Schützenhilfe von der UN

Die Sami haben unterdessen Unterstützung vom Anti-Diskriminierungsausschuss der Vereinten Nationen erhalten. Dieser ruft Schweden offiziell dazu auf, die Minenpläne zu stoppen. Es ist viel Gift in der Debatte, wie Tidholm gegenüber Radio Schweden bestätigt: „Im Streit um die Grube in Tärnaby hat ein Politiker gesagt: ‚Wenn sie die Mine nicht wollen, können sie verhungern.‘ So geht die Rhetorik. Das macht es den Kritikern doppelt schwer. Egal ob du als Umweltaktivist, Grundeigentümer oder Sami dagegen bist – so wird von dir eine bessere Lösung eingefordert. Und da gibt es eben nicht so viel.“

Für Stefan Andersson gibt es dagegen die guten Beispiele. Eines davon sei, die erst in diesem Jahr eröffnete Grube im benachbarten Pajala: „Bei der neuen Grube in Pajala werden viele positive Effekte deutlich.
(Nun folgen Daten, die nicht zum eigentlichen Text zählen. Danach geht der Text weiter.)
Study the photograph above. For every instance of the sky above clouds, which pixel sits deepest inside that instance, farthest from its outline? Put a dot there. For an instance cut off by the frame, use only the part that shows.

Dort hat sich die Zahl der neu gegründeten Unternehmen verdoppelt. Mehr junge Leute bleiben vor Ort. Es wurden neue Kindergärten eröffnet. Und das Interesse an Wohnungen ist auch markant gestiegen.“

Ausländische Eigentümer

Doch das Unternehmen Northstream in Pajala stand kurz vor dem Konkurs – die ganze Entwicklung für den nordschwedischen Ort war dadurch in Gefahr. Die Minen-Gegner führen weiter an, dass die Schürfrechte an Unternehmen mit zum Teil zweifelhaften Eigentümern im Ausland gingen. Dazu Po Tidholm: „Die Alternative ist meiner Meinung, dass wir unsere Naturschätze mit Vernunft nutzen. Dazu müssen die Bedürfnisse der örtlichen Bevölkerung berücksichtigt werden. Das muss allen etwas bringen. Das ist doch idiotisch, dass wir etwas hergeben, was viele haben wollen.“

Stefan Andersson sieht dagegen die Möglichkeiten, die ein neues Bergwerk seinem Jokkmokk bieten könnte, hat aber auch Bedenken gegen das Genehmigungsverfahren: „Wir haben zu wenig Mitspracherecht und das auch noch zu spät. Klar ist eine Mine von nationalem Interesse. Wir wollen dennoch mehr zu sagen haben. Wir wollen sehen, wie das Unternehmen vor Ort agieren möchte, wie man Kompetenzen anwirbt, wie man die Wohnungsfrage löst, wie sich die Grube auf die Rentierzucht Jagd, Fischen und Tourismus auswirkt.“

Nicht allein auf Mine setzen

Laut Professor Westin liegt es auch an den Kommunen, ob sie aus der Etablierung eines Bergwerkes wirklich etwas machen. Sich allein auf das Unternehmen zu verlassen, sei jedenfalls ein schwerer Fehler: „Man kann ja mehr Wahlmöglichkeiten bieten. Das Bergwerk liegt da, wo die Vorkommen sind. Wenn es dann keine anderen Alternativen gibt, sind die Entwicklungsmöglichkeiten begrenzt. Dann ist nicht mehr so viel übrig, wenn die Mine ausgebeutet ist. Wenn man aber eine gute Stadt mit Strukturen hat, können sich dort neue Unternehmen etablieren.“

Als leuchtendes Beispiel nennt Westin Kiruna. Die Entwicklung der Stadt sei ohne das Erzbergwerk undenkbar: „Kiruna ist ja dank seiner Erzvorkommen groß geworden. Allgemein haben die Städte und Gemeinden, wo die Bergwerke weiter existieren, ziemlich viel Bevölkerung. Das hängt zum Teil auch davon ab, dass sich dort der öffentliche Sektor etabliert hat und auch geblieben ist. Das stabilisiert die Entwicklung.“

Allerdings befindet sich das Bergwerk in Kiruna im Besitz der staatlichen LKAB. Das Bergwerk trägt seit über 120 Jahren maßgeblich zur Entwicklung einer gesamten Region bei.